Человек — черный, коричневый, бронзовый — и собака — серый, желтый, алый — настолько чужеродны, настолько нереальны здесь, что лишь присутствие друг друга не дает им кануть (камень в стоячий пруд, без размаха, просто разжав пальцы) и исчезнуть (тихий всплеск, дрожащие круги) навсегда в этом зеленом царстве.
А исчезнуть — нельзя. Человек это знает, поэтому и сжимает всё крепче и крепче рукоять меча, увитую медной проволокой, будто прикосновение это вливает в него уверенность. В холод стали уверенность, в свои силы, в верного пса, трусящего рядом.
В цель свою, от осознания которой кружится голова. В слова, услышанные нынче утром. Простые такие слова, потому что когда над пепелищем дома стоишь, который своими руками ставил, над телами детей своих стоишь — не бывает тогда других слов:
«На восток иди. К болотам. Дадут Всеблагие — дойдешь…»

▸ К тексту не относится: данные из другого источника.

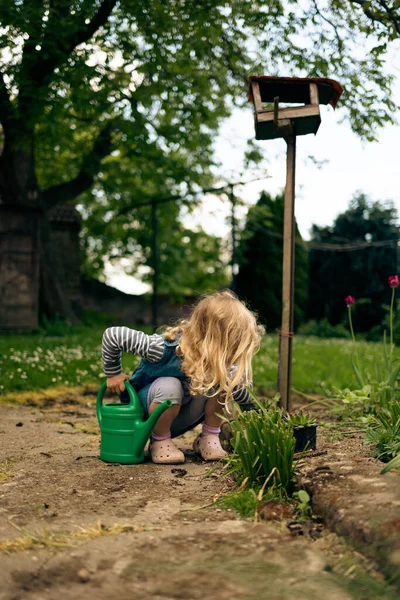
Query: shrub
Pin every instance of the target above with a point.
(385, 432)
(263, 445)
(323, 329)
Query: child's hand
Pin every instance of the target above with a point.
(116, 383)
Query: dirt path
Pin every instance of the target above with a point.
(72, 526)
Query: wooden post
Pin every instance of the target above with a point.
(155, 263)
(286, 333)
(233, 237)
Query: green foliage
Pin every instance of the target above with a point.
(260, 256)
(303, 505)
(323, 329)
(384, 432)
(301, 420)
(116, 103)
(263, 448)
(318, 365)
(363, 273)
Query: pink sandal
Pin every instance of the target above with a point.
(209, 447)
(165, 452)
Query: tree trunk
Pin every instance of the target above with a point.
(54, 300)
(28, 258)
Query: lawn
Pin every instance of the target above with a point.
(32, 362)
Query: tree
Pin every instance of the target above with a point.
(260, 253)
(107, 102)
(189, 261)
(362, 254)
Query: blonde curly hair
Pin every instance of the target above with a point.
(217, 343)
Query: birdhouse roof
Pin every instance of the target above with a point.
(295, 89)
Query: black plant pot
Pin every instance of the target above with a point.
(306, 438)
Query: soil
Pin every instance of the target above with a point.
(73, 527)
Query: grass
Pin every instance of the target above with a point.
(36, 362)
(59, 539)
(6, 471)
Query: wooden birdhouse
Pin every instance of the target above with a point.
(274, 116)
(287, 107)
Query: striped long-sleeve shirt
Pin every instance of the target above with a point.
(150, 347)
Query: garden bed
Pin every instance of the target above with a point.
(72, 526)
(355, 500)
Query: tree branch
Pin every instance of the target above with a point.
(380, 17)
(36, 70)
(5, 103)
(69, 190)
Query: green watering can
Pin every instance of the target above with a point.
(124, 431)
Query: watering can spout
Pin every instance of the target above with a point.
(124, 432)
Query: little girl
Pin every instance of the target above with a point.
(198, 365)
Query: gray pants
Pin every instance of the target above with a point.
(192, 408)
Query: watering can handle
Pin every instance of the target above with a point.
(102, 391)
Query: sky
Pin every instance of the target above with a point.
(322, 192)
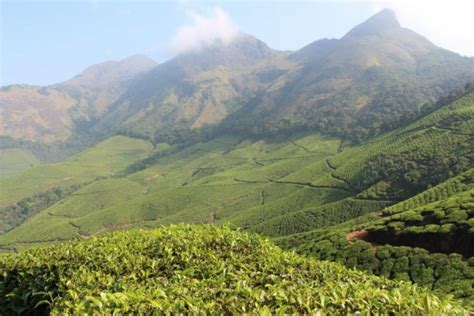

Пес, кстати, тоже знает. И не потому вовсе, что прислушивается к бормотанию хозяина. Просто знает. Пока бегут лапы, пока стучит сердце, пока не сомкнулись клыки в последней, предсмертной хватке. Да и много ли нужно ему — лохматому внуку вольного волка, когда-то пришедшего к костру такого же вот человека. Пришел — и остался. Не за сладкий кусок, не за золоченый ошейник, не за возможность служить. За что же тогда? А не поймете вы. Раз вопросы такие задаете — не поймете. Может, так оно и лучше…
Псу тоже цель нужна, а цель — вот она. Идет рядом, размашистым, неутомимым шагом, брови хмурит. За клык свой железный то и дело хватается. Цель пса — хозяин. Друг. Покровитель. Бог. Пока идет он, пока жив, пока запах его, что ни с чем не спутать, не рассеялся — труси, пес, рядом. Помогай. Охраняй. Насмерть стой. А потом… А не надо — потом. Не важно — потом…
И кто скажет: чья цель важнее, чья правда главнее…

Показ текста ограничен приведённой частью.